Conférence par : Matthieu FANTONI, Gabriela GUZMAN, et André BOUVARD.

 

 

 

 Ci-contre : André BOUVARD

 Ci-contre : Gabriela GUZMAN

 

 

 

 

Ci-contre : Matthieu FANTONI.        

CONFERENCE DE LA SOCIETE D’EMULATION SUR LE TEMPLE SAINT MARTIN  

     Terre francophone, appartenant à l’Empire germanique, le comté de Montbéliard adopte la Réforme dans le second quart du XVIe siècle, après une première tentative avortée (1624), proche de la révolte de Luther contre la papauté (1517). Après l’Interim, un retour au catholicisme imposé par l’empereur, ses comtes rétablissent le luthéranisme. Dès 1560, les guerres de religion déclenchent un afflux de réfugiés huguenots adeptes du calvinisme à Montbéliard. En 1586, leur nombre représente 15% de la population locale. Le luthéranisme est contesté. La même année, un colloque entre luthériens et calvinistes ayant échoué, le prince Frédéric de Wurtemberg impose le luthéranisme comme religion d’Etat. Le plafond de l’hôtel du Lion Rouge peint vers 1582 témoigne de l’adoption de la Réforme à Montbéliard. Les scènes représentées sont empruntées à l’iconographie protestante. Elles sont associées à de très courts textes bibliques.

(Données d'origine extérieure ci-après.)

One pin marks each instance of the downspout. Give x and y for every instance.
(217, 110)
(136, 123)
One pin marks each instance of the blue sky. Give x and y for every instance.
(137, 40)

     Bâti de 1601 à 1607 par l’architecte Heinrich Schickhardt sur ordre du duc Frédéric de Wurtemberg, le temple Saint-Martin est aujourd’hui le plus ancien lieu de culte protestant conservé en France, tous les autres temples (Charenton, La Rochelle, Lyon…) ayant été détruits sous Louis XIV, un peu avant la révocation de l’édit de Nantes (1685)

     L’édifice est construit à l’issue d’un long voyage dans la moitié nord de l’Italie, au cours duquel le prince et l’architecte s’intéressent aux édifices de la Renaissance et de l’antiquité romaine. Il reprend le plan de la basilique romaine antique, le double carré, et s’inspire du décor extérieur des églises italiennes du XVIe siècle : ordre colossal, frontons courbes et triangulaires brisés.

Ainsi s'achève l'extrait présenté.